The epitope associated with the binding of the capsular polysaccharide of the group B meningococcus and of Escherichia coli K1 to a human monoclonal macroglobulin, IgMNOV

PMCID: PMC2188997  PMID: 2457648

Abstract

The fine structure of the combining site of human mAb IgMNOV to poly- alpha(2----8)linked NeuNAc, the epitope of the group B meningococcal and E. coli K1 polysaccharides, has been probed using RIA and ELISA. Inhibition by oligomers ranging from 2 to 12 residues was used to assay binding to IgMNOV by group B meningococcal polysaccharide preparations (GBMP) or by poly(A). The inhibitory properties of the oligomers were almost identical in both assays of the binding of GBMP to horse IgM (H46). This evidence and the finding that both GBMP and poly(A) precipitated IgMNOV equally per unit weight indicated that the epitope of poly(A) must mimic an equivalent epitope on GBMP despite the absence of any apparent common structural features in the two molecules. Unlike most carbohydrate-anticarbohydrate systems in which the site is saturated by oligomers of up to six or seven sugars, all the anti- alpha(2----8)NeuNAc systems above required much larger oligomers.
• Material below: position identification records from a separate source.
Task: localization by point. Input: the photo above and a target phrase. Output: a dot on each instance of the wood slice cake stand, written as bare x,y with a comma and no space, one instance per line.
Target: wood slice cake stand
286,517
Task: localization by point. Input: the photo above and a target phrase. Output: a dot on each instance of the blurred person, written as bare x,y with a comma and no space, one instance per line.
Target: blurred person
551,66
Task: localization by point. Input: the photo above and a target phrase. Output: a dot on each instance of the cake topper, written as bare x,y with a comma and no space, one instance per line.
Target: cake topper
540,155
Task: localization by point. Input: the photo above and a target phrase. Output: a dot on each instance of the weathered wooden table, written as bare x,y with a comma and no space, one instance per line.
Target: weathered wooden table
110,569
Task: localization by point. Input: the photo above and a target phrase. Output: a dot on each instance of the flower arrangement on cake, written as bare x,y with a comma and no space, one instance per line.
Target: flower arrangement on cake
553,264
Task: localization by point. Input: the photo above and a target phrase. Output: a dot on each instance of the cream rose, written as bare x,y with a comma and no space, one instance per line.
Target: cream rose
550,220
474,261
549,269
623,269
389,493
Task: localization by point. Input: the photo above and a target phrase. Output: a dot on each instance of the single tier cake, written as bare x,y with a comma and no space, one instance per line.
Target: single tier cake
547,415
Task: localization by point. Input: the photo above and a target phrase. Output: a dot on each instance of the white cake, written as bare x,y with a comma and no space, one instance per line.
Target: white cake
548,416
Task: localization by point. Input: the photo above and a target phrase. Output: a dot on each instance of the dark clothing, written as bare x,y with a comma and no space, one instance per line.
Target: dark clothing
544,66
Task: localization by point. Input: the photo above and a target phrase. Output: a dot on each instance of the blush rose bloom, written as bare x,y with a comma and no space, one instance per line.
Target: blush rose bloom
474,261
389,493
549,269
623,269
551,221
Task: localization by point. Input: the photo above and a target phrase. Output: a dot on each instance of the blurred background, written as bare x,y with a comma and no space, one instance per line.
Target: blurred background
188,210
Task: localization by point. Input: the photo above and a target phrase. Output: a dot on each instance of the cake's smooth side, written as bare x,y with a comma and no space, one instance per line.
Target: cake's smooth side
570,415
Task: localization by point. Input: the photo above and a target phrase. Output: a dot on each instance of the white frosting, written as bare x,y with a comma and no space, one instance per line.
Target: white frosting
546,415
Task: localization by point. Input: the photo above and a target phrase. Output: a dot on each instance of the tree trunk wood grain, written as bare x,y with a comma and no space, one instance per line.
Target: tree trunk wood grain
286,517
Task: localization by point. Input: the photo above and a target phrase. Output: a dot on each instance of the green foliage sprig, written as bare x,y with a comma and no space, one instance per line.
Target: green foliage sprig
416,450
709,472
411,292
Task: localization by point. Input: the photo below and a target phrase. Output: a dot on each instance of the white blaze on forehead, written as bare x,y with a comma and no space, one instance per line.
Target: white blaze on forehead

Because these oligomers are larger than the maximum size of an antibody site the epitope must be conformationally controlled, and this has been confirmed by nuclear magnetic resonance spectroscopy. However, despite the above similarities, GBMP and poly(A) were differentiated in that only GBMP bound to H46. Smaller linear molecules obtained by delipidating the GBMP, as well as periodate-oxidized GBMP with its nonreducing end oxidized or linked covalently to BSA, bound to and precipitated IgMNOV and H46. This showed that, despite their differences, terminal nonreducing ends were not involved and that both epitopes were located in the conformationally controlled inner residues of the GBMP. The difference thus must reside in the ability of IgMNOV and H46 to recognize different structural aspects of the same conformationally controlled inner residues. The ELISA data indicate that both IgMNOV and H46 have groove-type sites that bind exclusively to an epitope located on the acidic side of the inner residues. The differences determining the ability of IgMNOV and the failure of H46 to cross-react with poly(A), poly(I), and denatured DNA, may depend on differences in the degree of protonation required by each antibody, and this may be clarified by a study of the effects of pH on the precipitin behavior of IgMNOV and H46.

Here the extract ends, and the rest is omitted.